Через неделю Костя умер от воспаления легких. А еще через месяц Клавдия с Николаем сыграли свадьбу. Николай крякал, хлопал, шутил.
— Мотоват, да не женат, одному себе внаклад! — кричал он, вывертывая коленца резвыми хромовыми сапогами. — Хороша парочка, как баран да ярочка! — зычно выкликал, хозяйским жестом хватая Клавдию и притягивая к себе.
Клавдия смотрела, улыбаясь, как он раскидывает в бешеной пляске руки и ноги, как смачно откусывает от румяного ломтя сала, и ей казалось, что в вязанке лет она отыскала ту, прежнюю Клавдию довоенной выработки.

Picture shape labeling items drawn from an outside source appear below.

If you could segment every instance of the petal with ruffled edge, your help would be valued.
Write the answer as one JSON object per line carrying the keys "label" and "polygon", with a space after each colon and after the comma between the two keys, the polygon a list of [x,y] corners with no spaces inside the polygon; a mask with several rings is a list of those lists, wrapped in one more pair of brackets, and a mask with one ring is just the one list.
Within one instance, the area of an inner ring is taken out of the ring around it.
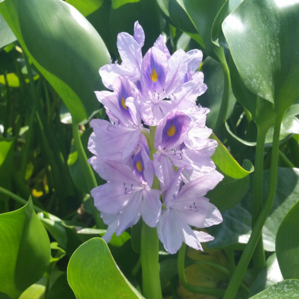
{"label": "petal with ruffled edge", "polygon": [[94,132],[88,141],[88,150],[101,158],[125,160],[136,148],[140,129],[111,124],[104,120],[91,122]]}
{"label": "petal with ruffled edge", "polygon": [[187,137],[190,122],[188,116],[176,110],[167,114],[157,127],[155,148],[170,150],[179,146]]}
{"label": "petal with ruffled edge", "polygon": [[96,187],[91,191],[95,206],[99,211],[108,214],[117,214],[123,211],[130,200],[124,186],[119,183],[106,183]]}
{"label": "petal with ruffled edge", "polygon": [[136,21],[134,23],[134,34],[133,37],[138,43],[141,48],[142,48],[145,44],[145,31],[138,21]]}
{"label": "petal with ruffled edge", "polygon": [[146,53],[142,65],[141,85],[143,93],[150,95],[163,91],[168,63],[165,54],[154,47]]}
{"label": "petal with ruffled edge", "polygon": [[161,214],[160,191],[145,188],[143,191],[142,218],[150,227],[154,227]]}

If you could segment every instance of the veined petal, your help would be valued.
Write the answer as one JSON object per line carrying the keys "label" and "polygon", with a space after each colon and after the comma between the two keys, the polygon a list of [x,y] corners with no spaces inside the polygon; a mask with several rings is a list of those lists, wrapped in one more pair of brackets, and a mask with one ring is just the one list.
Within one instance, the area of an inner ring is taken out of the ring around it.
{"label": "veined petal", "polygon": [[150,227],[156,226],[161,214],[160,191],[145,188],[143,190],[142,218]]}
{"label": "veined petal", "polygon": [[145,31],[138,21],[136,21],[134,23],[134,34],[133,37],[138,43],[140,47],[142,48],[145,43]]}
{"label": "veined petal", "polygon": [[126,186],[139,185],[140,181],[134,174],[132,168],[127,164],[118,161],[100,159],[94,156],[88,159],[100,176],[110,182],[118,183],[123,188]]}
{"label": "veined petal", "polygon": [[95,206],[99,211],[108,214],[117,214],[128,205],[130,196],[125,192],[119,183],[106,183],[91,191]]}
{"label": "veined petal", "polygon": [[142,53],[139,44],[127,32],[121,32],[117,36],[117,47],[122,58],[122,65],[136,74],[138,80],[140,76]]}
{"label": "veined petal", "polygon": [[101,158],[122,161],[132,154],[136,147],[140,129],[112,125],[104,120],[93,120],[94,132],[88,142],[88,149]]}
{"label": "veined petal", "polygon": [[176,110],[169,113],[157,127],[155,147],[171,150],[179,146],[187,137],[191,119]]}
{"label": "veined petal", "polygon": [[141,85],[143,92],[150,94],[162,92],[168,68],[165,54],[152,47],[146,53],[142,65]]}
{"label": "veined petal", "polygon": [[154,173],[160,181],[161,190],[163,191],[168,187],[175,171],[168,157],[160,152],[154,153],[153,156]]}
{"label": "veined petal", "polygon": [[163,52],[163,53],[164,53],[164,54],[166,55],[167,59],[169,58],[170,57],[170,53],[169,53],[168,48],[165,44],[164,37],[162,34],[160,34],[158,37],[156,39],[156,41],[153,44],[153,46],[162,51],[162,52]]}
{"label": "veined petal", "polygon": [[197,49],[194,49],[188,51],[186,54],[188,59],[188,68],[191,72],[195,72],[201,63],[202,52]]}

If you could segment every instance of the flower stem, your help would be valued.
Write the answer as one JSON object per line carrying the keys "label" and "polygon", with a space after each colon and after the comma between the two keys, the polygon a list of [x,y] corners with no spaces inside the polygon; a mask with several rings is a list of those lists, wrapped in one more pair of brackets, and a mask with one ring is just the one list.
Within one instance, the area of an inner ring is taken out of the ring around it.
{"label": "flower stem", "polygon": [[276,189],[276,181],[277,180],[279,135],[284,113],[284,111],[283,112],[279,111],[276,118],[274,134],[273,135],[272,153],[271,155],[271,166],[270,168],[269,184],[265,205],[263,207],[257,219],[248,243],[245,247],[239,263],[237,266],[236,270],[229,282],[223,299],[233,299],[236,298],[236,295],[237,295],[242,280],[246,272],[246,269],[247,269],[250,259],[262,233],[264,224],[273,204]]}
{"label": "flower stem", "polygon": [[186,249],[187,246],[185,243],[183,243],[180,249],[178,251],[177,257],[177,271],[179,281],[183,287],[187,291],[194,293],[206,294],[213,296],[222,297],[225,292],[225,290],[222,289],[213,289],[207,287],[200,287],[191,285],[187,282],[187,279],[185,275],[185,256],[186,255]]}
{"label": "flower stem", "polygon": [[157,230],[144,222],[141,230],[141,254],[143,295],[147,299],[162,299]]}
{"label": "flower stem", "polygon": [[[258,135],[256,148],[254,174],[253,178],[253,198],[252,201],[252,229],[263,207],[263,174],[265,141],[267,133],[266,128],[258,126]],[[261,235],[253,256],[254,268],[257,272],[266,266],[266,258]]]}

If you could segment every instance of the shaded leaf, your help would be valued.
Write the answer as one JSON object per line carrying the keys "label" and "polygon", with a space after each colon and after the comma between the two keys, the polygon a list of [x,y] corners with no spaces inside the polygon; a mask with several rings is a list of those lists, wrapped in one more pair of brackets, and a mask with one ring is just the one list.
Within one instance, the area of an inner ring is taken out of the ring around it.
{"label": "shaded leaf", "polygon": [[71,258],[67,279],[77,299],[143,298],[120,271],[107,245],[94,238]]}

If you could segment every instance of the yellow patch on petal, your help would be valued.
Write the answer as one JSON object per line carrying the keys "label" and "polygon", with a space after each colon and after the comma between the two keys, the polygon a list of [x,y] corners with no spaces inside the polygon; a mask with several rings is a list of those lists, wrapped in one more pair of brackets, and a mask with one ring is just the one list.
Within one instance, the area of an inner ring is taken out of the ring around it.
{"label": "yellow patch on petal", "polygon": [[154,68],[152,68],[151,74],[150,74],[150,79],[153,82],[156,82],[158,80],[158,73],[155,71]]}
{"label": "yellow patch on petal", "polygon": [[136,162],[136,168],[138,169],[138,171],[141,172],[143,170],[142,165],[141,165],[141,161],[140,160]]}
{"label": "yellow patch on petal", "polygon": [[173,136],[175,134],[175,127],[174,127],[174,125],[171,125],[171,127],[170,127],[170,128],[166,131],[167,135],[169,136],[169,137]]}
{"label": "yellow patch on petal", "polygon": [[122,105],[126,110],[128,109],[128,108],[126,106],[126,102],[125,101],[125,98],[124,97],[122,98]]}

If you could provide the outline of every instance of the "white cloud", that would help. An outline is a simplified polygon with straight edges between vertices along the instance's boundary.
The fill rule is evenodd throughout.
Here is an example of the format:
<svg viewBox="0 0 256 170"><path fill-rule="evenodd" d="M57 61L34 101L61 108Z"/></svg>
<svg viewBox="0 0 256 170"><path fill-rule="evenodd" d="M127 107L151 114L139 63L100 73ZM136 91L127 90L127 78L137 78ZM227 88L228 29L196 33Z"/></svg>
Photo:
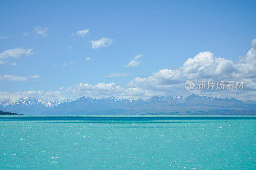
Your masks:
<svg viewBox="0 0 256 170"><path fill-rule="evenodd" d="M24 35L24 36L28 36L28 34L26 32L23 32L23 35Z"/></svg>
<svg viewBox="0 0 256 170"><path fill-rule="evenodd" d="M17 75L12 75L0 74L0 81L34 81L34 79L40 78L39 75L32 75L31 76L19 76Z"/></svg>
<svg viewBox="0 0 256 170"><path fill-rule="evenodd" d="M12 37L13 35L9 35L9 36L6 36L6 37L0 37L0 39L5 39L7 38L10 38L10 37Z"/></svg>
<svg viewBox="0 0 256 170"><path fill-rule="evenodd" d="M111 73L107 75L105 75L105 77L127 77L132 74L132 73Z"/></svg>
<svg viewBox="0 0 256 170"><path fill-rule="evenodd" d="M67 63L64 63L62 64L61 64L61 66L62 66L65 67L67 66L68 65L68 64Z"/></svg>
<svg viewBox="0 0 256 170"><path fill-rule="evenodd" d="M192 93L214 97L236 97L239 100L256 99L252 92L256 90L256 47L254 40L252 47L246 55L239 57L237 61L214 57L211 53L199 53L188 59L183 66L172 69L162 69L148 77L138 77L126 85L129 87L154 92L162 93L165 96L188 96ZM184 83L189 80L196 82L198 81L244 81L242 90L199 91L185 90ZM250 92L252 93L250 93Z"/></svg>
<svg viewBox="0 0 256 170"><path fill-rule="evenodd" d="M32 52L32 50L33 49L27 50L20 47L15 49L6 50L0 53L0 59L4 59L8 57L18 58L23 55L29 56L35 53Z"/></svg>
<svg viewBox="0 0 256 170"><path fill-rule="evenodd" d="M108 46L113 44L113 39L109 38L102 38L100 39L95 40L95 41L90 41L92 45L92 48L98 48L101 47L107 47Z"/></svg>
<svg viewBox="0 0 256 170"><path fill-rule="evenodd" d="M144 55L144 54L138 54L136 55L134 59L128 64L126 64L124 65L124 67L138 67L139 65L140 64L140 62L136 61L136 60L140 58L142 56Z"/></svg>
<svg viewBox="0 0 256 170"><path fill-rule="evenodd" d="M32 50L24 49L20 47L15 49L6 50L0 53L0 59L5 59L9 57L18 58L23 55L27 56L31 55L36 53L32 52ZM0 64L6 63L7 62L7 61L0 60Z"/></svg>
<svg viewBox="0 0 256 170"><path fill-rule="evenodd" d="M246 54L240 57L237 61L216 57L209 52L202 52L185 61L180 67L162 69L148 77L138 77L124 85L116 85L114 83L101 83L95 85L81 83L67 88L61 87L59 89L61 92L54 92L53 94L62 96L70 95L73 98L82 96L99 98L113 96L120 98L145 99L153 96L186 96L194 93L213 97L235 98L244 101L256 100L256 47L254 46L254 42L253 40L252 47ZM133 60L135 61L142 55L136 56ZM91 60L92 58L88 57L86 60ZM106 77L124 75L125 73L111 73ZM3 77L4 76L1 77L2 79ZM188 91L184 87L187 80L194 82L198 81L243 80L244 84L241 90L194 89Z"/></svg>
<svg viewBox="0 0 256 170"><path fill-rule="evenodd" d="M85 59L85 61L93 61L95 60L95 59L94 59L93 58L91 58L90 57L87 57Z"/></svg>
<svg viewBox="0 0 256 170"><path fill-rule="evenodd" d="M256 39L254 39L252 41L251 46L253 48L256 48Z"/></svg>
<svg viewBox="0 0 256 170"><path fill-rule="evenodd" d="M0 65L1 64L6 64L8 62L8 61L2 61L0 60Z"/></svg>
<svg viewBox="0 0 256 170"><path fill-rule="evenodd" d="M48 34L49 29L47 27L43 28L40 26L34 28L34 32L37 34L42 36L43 38L45 37L45 36Z"/></svg>
<svg viewBox="0 0 256 170"><path fill-rule="evenodd" d="M90 30L90 29L87 29L87 30L84 29L83 30L78 31L76 32L76 35L79 37L84 37L85 35L89 33Z"/></svg>
<svg viewBox="0 0 256 170"><path fill-rule="evenodd" d="M63 94L58 91L43 91L31 90L11 93L0 92L0 96L2 97L17 100L24 97L41 96L48 99L64 98Z"/></svg>
<svg viewBox="0 0 256 170"><path fill-rule="evenodd" d="M135 57L134 58L134 60L137 60L137 59L140 58L143 55L144 55L144 54L136 55L136 56L135 56Z"/></svg>

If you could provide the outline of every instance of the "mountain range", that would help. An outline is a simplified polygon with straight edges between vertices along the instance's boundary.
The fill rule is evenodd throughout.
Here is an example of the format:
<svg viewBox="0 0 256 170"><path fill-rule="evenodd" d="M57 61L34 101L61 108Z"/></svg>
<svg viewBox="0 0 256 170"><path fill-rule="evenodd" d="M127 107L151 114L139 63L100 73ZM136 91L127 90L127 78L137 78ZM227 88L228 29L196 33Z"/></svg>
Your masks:
<svg viewBox="0 0 256 170"><path fill-rule="evenodd" d="M17 101L0 98L0 110L25 115L255 115L256 102L194 94L136 100L83 96L74 100L49 101L41 97L27 97Z"/></svg>

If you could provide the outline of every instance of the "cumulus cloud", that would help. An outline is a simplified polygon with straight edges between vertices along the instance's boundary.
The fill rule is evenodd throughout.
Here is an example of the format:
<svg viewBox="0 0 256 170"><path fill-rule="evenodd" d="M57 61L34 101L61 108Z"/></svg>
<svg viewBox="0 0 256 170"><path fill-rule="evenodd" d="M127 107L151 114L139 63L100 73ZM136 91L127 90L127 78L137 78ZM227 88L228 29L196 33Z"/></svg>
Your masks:
<svg viewBox="0 0 256 170"><path fill-rule="evenodd" d="M140 64L140 62L136 61L136 60L140 58L142 56L144 55L144 54L138 54L136 55L134 59L128 64L126 64L124 65L124 67L138 67L139 65Z"/></svg>
<svg viewBox="0 0 256 170"><path fill-rule="evenodd" d="M5 39L7 38L10 38L10 37L13 37L13 35L9 35L9 36L6 36L5 37L0 37L0 39Z"/></svg>
<svg viewBox="0 0 256 170"><path fill-rule="evenodd" d="M114 40L109 38L102 38L101 39L95 40L91 40L90 42L91 43L92 48L97 49L100 47L105 47L108 46L113 44Z"/></svg>
<svg viewBox="0 0 256 170"><path fill-rule="evenodd" d="M93 61L95 60L95 59L94 59L93 58L91 58L90 57L87 57L85 59L85 61Z"/></svg>
<svg viewBox="0 0 256 170"><path fill-rule="evenodd" d="M132 74L132 73L111 73L108 75L105 75L105 77L127 77Z"/></svg>
<svg viewBox="0 0 256 170"><path fill-rule="evenodd" d="M59 90L61 92L58 93L64 96L69 94L74 96L73 98L82 96L99 98L113 96L120 98L145 99L153 96L187 96L194 93L244 101L256 100L256 47L254 41L246 54L235 60L215 56L209 52L201 52L184 61L180 67L162 69L148 77L138 77L124 85L114 83L96 85L81 83L67 88L61 87ZM137 61L142 55L137 55L133 60ZM90 60L90 59L85 60ZM125 73L111 73L106 76L121 76L126 75ZM243 89L240 90L194 89L188 91L184 88L187 80L194 82L198 81L243 81L244 84Z"/></svg>
<svg viewBox="0 0 256 170"><path fill-rule="evenodd" d="M34 28L34 32L41 35L44 38L48 34L49 29L47 27L43 28L40 26Z"/></svg>
<svg viewBox="0 0 256 170"><path fill-rule="evenodd" d="M87 30L84 29L83 30L78 31L76 32L76 35L78 37L84 37L85 35L89 33L90 30L90 29L87 29Z"/></svg>
<svg viewBox="0 0 256 170"><path fill-rule="evenodd" d="M180 96L191 93L213 97L236 97L240 100L255 100L252 92L256 90L256 48L255 39L252 48L246 54L239 57L237 61L216 57L209 51L201 52L194 57L188 58L183 66L172 69L162 69L148 77L138 77L132 80L127 85L144 90L163 92L165 95L176 94ZM185 90L184 83L187 80L195 82L198 81L218 80L243 81L243 90L199 91ZM252 92L250 93L249 92Z"/></svg>
<svg viewBox="0 0 256 170"><path fill-rule="evenodd" d="M12 75L0 74L0 81L34 81L35 79L40 78L39 75L32 75L31 76L19 76Z"/></svg>
<svg viewBox="0 0 256 170"><path fill-rule="evenodd" d="M18 58L22 55L29 56L36 53L32 52L32 50L33 49L27 49L20 47L15 49L6 50L0 53L0 59L6 59L9 57ZM0 64L7 62L7 61L0 60Z"/></svg>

На третий день после свадьбы она поднялась вместе с утренними мартовскими сумерками, сложила в черную клеенчатую сумку четвертинку, полбуханки ржаного хлеба, пару соленых огурцов и несколько крутых яиц.
— Ты куда? — тяжело повернулся в постели Николай.
— На кладбище. У Кости сороковины сегодня.
— А… Ну давай. Приходи скорей.
Клавдия надвинула на глаза черный вдовий платок, сунула ноги в старые валенки, наглухо застегнула кургузое драповое пальтецо. Вышла на улицу, зашагала по последней весенней поземке. На кладбище она долго сидела у могилы, разложив на земле хлеб, яйца и огурцы, глядя на нетронутую бутылку водки. Потом легко поднялась и пошла, не оглядываясь, к воротам. Она шла, низко опустив голову, загребая валенками раскисшие комья снега, мимо высотных домов и гранитных набережных, мимо дощатых бараков и чугунных монументов, мимо похожих на пирожное «безе» кремовых особняков и заводских проходных, из-за которых несся въедливый запах горячей стальной стружки. Шла бульварами и площадями, колченогими переулками и стремительными, как корабельные сосны, проспектами, шла дачными просеками, и деревенскими улицами тоже шла. Шла день и шла ночь. Шла, пока не растворилась навсегда в негашеной извести тумана.
КЛЮЧИ ОТ СЧАСТЬЯ
А солнечные зайцы все прыгали и прыгали. Один забрался Ей в нос и долго там возился, устраиваясь поудобнее. Она чихнула, дернула головой, и солнечный заяц переместился на щеку. Крыша соседнего дома горела так, будто на нее налили подсолнечное масло и поставили на открытый огонь. Она высунулась из окна и попыталась вдохнуть раскаленный воздух. Двор со всеми своими песочницами, скамеечками, чахлыми кустиками и красным жестяным грибом, нафаршированным белыми горошинами, валялся внизу, как детский рисунок, выброшенный с верхнего этажа. Мир вдруг крутанулся, встал на дыбы и развалился на части. «Калейдоскоп», — подумала Она. Такой калейдоскоп в виде картонной подзорной трубы Она недавно купила Ваське-маленькому. Тот целыми днями вертел его в руках и пялился на цветные осколки, думая, что в конце концов досмотрится до какой-нибудь здравомыслящей картинки. Она-то считала эту игрушку совершенно бессмысленной. Никакой внятной здравомыслящей картинки калейдоскоп показывать не собирался. В общем, сплошной обман, как ни крути. Но Васька-маленький очень ныл, и Васька-большой тоже смотрел жалобными детскими глазами.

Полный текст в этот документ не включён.